Despite including a larger number of features than many previous studies, a substantial proportion of tumors did not demonstrate any of the key features we identified. Thus, our goal of using conventional MRI features to predict all three molecular subtypes with high accuracy has not yet been realized. We had hoped that the inclusion of additional features (such as cortical involvement and the morphology of nCET) would allow some differentiation of these equivocal cases, but this was limited by the lower inter-rater agreement. There may nevertheless be some potential in these additional features, but a tighter definition is required. AI techniques which can visually represent the imaging appearances correlating with a particular glioma subtype, such as the technique of principal component analysis as reported by Chang et al. [22], hold promise in this regard. For example, we observed that there was variability in the appearances of tumors demonstrating cortical predominance, for example, in the degree of gray-white matter differentiation, but it was not clear how to objectively distinguish these patterns and whether they indeed reflected differences in the genotype. If AI techniques were able to identify subtle differences in the appearances of such tumors, this could facilitate a clearer definition for visual assessment and thus improve the inter-observer agreement, or at least supplement aspects of visual assessment which are more challenging.

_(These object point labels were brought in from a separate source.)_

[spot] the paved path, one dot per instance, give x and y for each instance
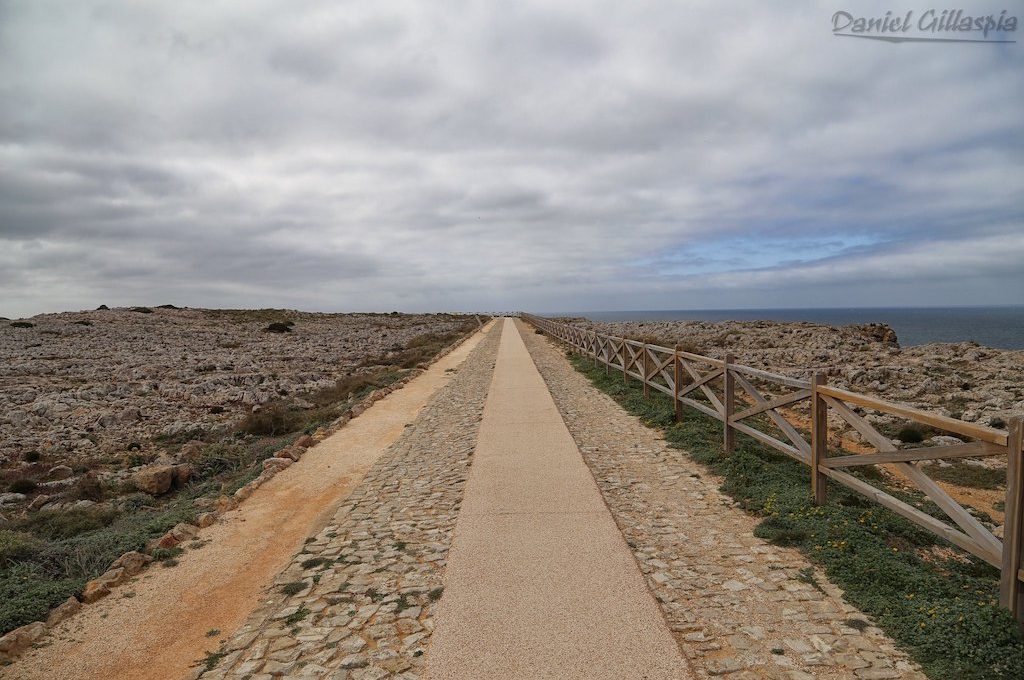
(356, 602)
(540, 582)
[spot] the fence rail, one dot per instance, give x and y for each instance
(744, 393)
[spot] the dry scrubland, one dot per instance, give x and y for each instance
(963, 380)
(116, 425)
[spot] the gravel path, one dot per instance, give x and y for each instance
(364, 591)
(736, 604)
(156, 626)
(540, 583)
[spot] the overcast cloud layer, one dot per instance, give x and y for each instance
(542, 156)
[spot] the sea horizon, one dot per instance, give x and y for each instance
(1000, 327)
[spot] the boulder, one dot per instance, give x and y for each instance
(225, 503)
(290, 453)
(100, 587)
(131, 415)
(193, 450)
(167, 541)
(206, 519)
(155, 480)
(132, 562)
(19, 639)
(94, 591)
(182, 473)
(59, 472)
(64, 611)
(11, 498)
(280, 463)
(183, 532)
(40, 501)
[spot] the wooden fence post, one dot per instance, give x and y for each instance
(626, 378)
(677, 373)
(646, 371)
(1011, 592)
(819, 440)
(728, 400)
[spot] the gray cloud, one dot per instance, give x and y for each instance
(396, 155)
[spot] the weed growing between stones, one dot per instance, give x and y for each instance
(943, 610)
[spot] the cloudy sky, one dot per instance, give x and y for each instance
(544, 156)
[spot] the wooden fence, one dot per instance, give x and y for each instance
(776, 399)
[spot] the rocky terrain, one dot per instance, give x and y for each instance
(115, 388)
(964, 380)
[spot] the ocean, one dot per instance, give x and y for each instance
(994, 327)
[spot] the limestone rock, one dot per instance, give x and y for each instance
(155, 480)
(132, 562)
(19, 639)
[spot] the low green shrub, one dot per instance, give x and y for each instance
(942, 609)
(17, 546)
(272, 420)
(56, 524)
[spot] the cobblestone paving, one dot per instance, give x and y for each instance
(737, 605)
(365, 589)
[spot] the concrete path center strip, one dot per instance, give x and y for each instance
(540, 582)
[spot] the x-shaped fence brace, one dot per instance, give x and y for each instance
(683, 376)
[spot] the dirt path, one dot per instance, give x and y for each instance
(157, 627)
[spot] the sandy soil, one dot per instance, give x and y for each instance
(157, 627)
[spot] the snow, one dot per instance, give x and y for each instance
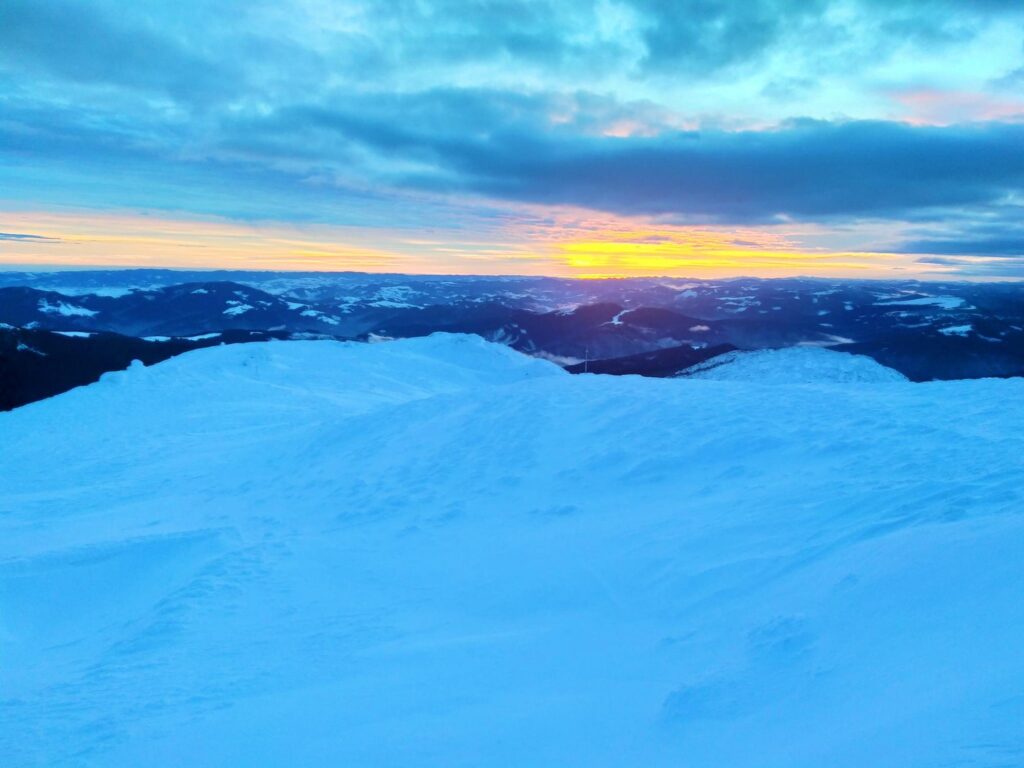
(943, 302)
(66, 309)
(440, 552)
(237, 307)
(802, 365)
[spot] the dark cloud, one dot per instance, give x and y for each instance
(806, 169)
(1006, 247)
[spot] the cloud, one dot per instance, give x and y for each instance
(27, 238)
(804, 169)
(84, 43)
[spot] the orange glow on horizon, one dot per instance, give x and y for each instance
(569, 244)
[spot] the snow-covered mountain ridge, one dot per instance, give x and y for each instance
(437, 551)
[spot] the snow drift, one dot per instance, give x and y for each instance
(440, 552)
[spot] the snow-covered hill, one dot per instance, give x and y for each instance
(793, 366)
(440, 552)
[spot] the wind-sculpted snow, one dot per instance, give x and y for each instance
(439, 552)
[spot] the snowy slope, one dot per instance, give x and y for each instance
(794, 366)
(438, 552)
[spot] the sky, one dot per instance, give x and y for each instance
(623, 137)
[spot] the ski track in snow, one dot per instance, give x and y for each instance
(440, 552)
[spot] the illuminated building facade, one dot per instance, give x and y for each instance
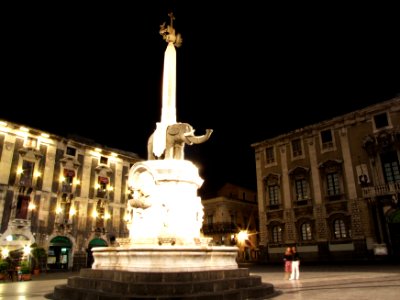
(332, 188)
(231, 218)
(66, 195)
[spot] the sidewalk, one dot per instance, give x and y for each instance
(323, 282)
(344, 281)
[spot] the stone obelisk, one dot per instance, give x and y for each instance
(168, 109)
(165, 256)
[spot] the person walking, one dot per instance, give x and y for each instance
(287, 261)
(295, 274)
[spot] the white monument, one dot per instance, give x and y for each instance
(165, 256)
(165, 214)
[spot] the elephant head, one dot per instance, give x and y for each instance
(180, 134)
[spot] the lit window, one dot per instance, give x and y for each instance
(306, 233)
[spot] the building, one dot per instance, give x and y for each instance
(231, 218)
(66, 195)
(332, 188)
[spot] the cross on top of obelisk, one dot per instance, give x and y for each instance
(168, 32)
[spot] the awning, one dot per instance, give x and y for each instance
(97, 242)
(61, 241)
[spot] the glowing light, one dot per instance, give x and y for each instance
(127, 218)
(27, 250)
(242, 236)
(72, 211)
(5, 252)
(31, 206)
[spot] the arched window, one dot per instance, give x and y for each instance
(339, 229)
(276, 234)
(306, 231)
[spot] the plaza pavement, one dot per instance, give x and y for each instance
(320, 282)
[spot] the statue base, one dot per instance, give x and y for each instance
(202, 285)
(165, 258)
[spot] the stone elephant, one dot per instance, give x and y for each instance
(177, 135)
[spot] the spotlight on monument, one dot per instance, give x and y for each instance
(165, 255)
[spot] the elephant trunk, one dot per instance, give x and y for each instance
(193, 139)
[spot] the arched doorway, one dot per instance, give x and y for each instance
(59, 253)
(393, 218)
(96, 242)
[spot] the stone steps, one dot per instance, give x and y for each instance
(218, 284)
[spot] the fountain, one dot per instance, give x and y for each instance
(165, 255)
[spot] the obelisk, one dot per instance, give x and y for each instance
(168, 109)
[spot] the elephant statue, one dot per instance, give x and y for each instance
(177, 135)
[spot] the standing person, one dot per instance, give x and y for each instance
(295, 264)
(287, 260)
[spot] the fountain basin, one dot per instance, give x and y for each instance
(165, 258)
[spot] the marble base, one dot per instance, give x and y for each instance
(165, 258)
(236, 284)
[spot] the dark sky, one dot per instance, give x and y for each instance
(247, 69)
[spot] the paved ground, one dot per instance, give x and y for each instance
(355, 282)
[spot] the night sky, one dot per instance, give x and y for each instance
(247, 69)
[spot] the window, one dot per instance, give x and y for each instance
(276, 234)
(305, 231)
(269, 155)
(27, 173)
(381, 121)
(102, 186)
(22, 207)
(210, 219)
(30, 143)
(68, 180)
(333, 186)
(326, 139)
(301, 189)
(233, 219)
(339, 229)
(390, 166)
(273, 193)
(100, 214)
(296, 148)
(71, 151)
(103, 160)
(65, 207)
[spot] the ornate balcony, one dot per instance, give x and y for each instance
(392, 188)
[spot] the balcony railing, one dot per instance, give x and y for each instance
(381, 190)
(222, 227)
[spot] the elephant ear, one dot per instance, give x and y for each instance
(173, 130)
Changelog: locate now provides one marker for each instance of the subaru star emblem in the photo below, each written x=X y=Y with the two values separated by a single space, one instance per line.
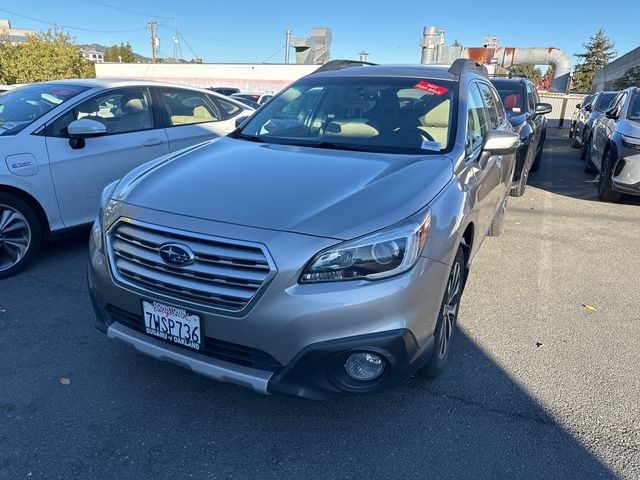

Over-fitting is a common criticism of AI radiogenomics research and is also a potential consideration for the algorithmic approach we have suggested. Reassuringly, however, the individual features included in the final analysis have all been investigated previously, and our results are in line with previous reports. As such, we believe that similar results can be expected in a broader cohort, though subsequent validation will nevertheless be important. The retrospective nature of our study is a further limitation, as it is for much of the work in this field. We note that the patients in our cohort were from several years ago, and modern scanners could potentially achieve even better results. For example, the routine inclusion of susceptibility-weighted imaging including phase images should improve the detection of, and the distinction between, calcifications and hemorrhage, while modern volumetric post-contrast sequences will aid in the identification of enhancement and necrosis. Similarly, the inclusion of images from a variety of scanners, including external imaging, provides reassurance that the results can be translated to other institutions. We consider the proportions of our molecular subtypes to be concordant for the broader literature—for example, a cohort reported by The Cancer Genome Research Network had 50.0% IDHmut/1p19qint tumors, 19.9% IDHwt, and 30.1% IDHmut/1p19qcodel [23]—though we note a slightly higher proportion of IDHwt tumors and a slightly lower proportion of IDHmut/1p19qcodel tumors in our cohort compared to the above.

Conclusions

The T2-FLAIR mismatch sign is highly predictive of IDHmut/1p19qint status in LGG, including for tumors demonstrating post-contrast enhancement, necrosis, and smaller proportions of mismatch (≥ 25%). Well-defined tumor margins are associated with T2-FLAIR mismatch and are no longer independently predictive of IDHmut/1p19qint status after accounting for T2-FLAIR mismatch. For tumors with < 25% mismatch, secondary predictive features include the presence of enhancement, necrosis, and/or hemorrhage (favoring an IDHwt tumor, especially those with additional molecular features of glioblastoma) and the presence of calcifications (predicting IDHmut/1p19qcodel).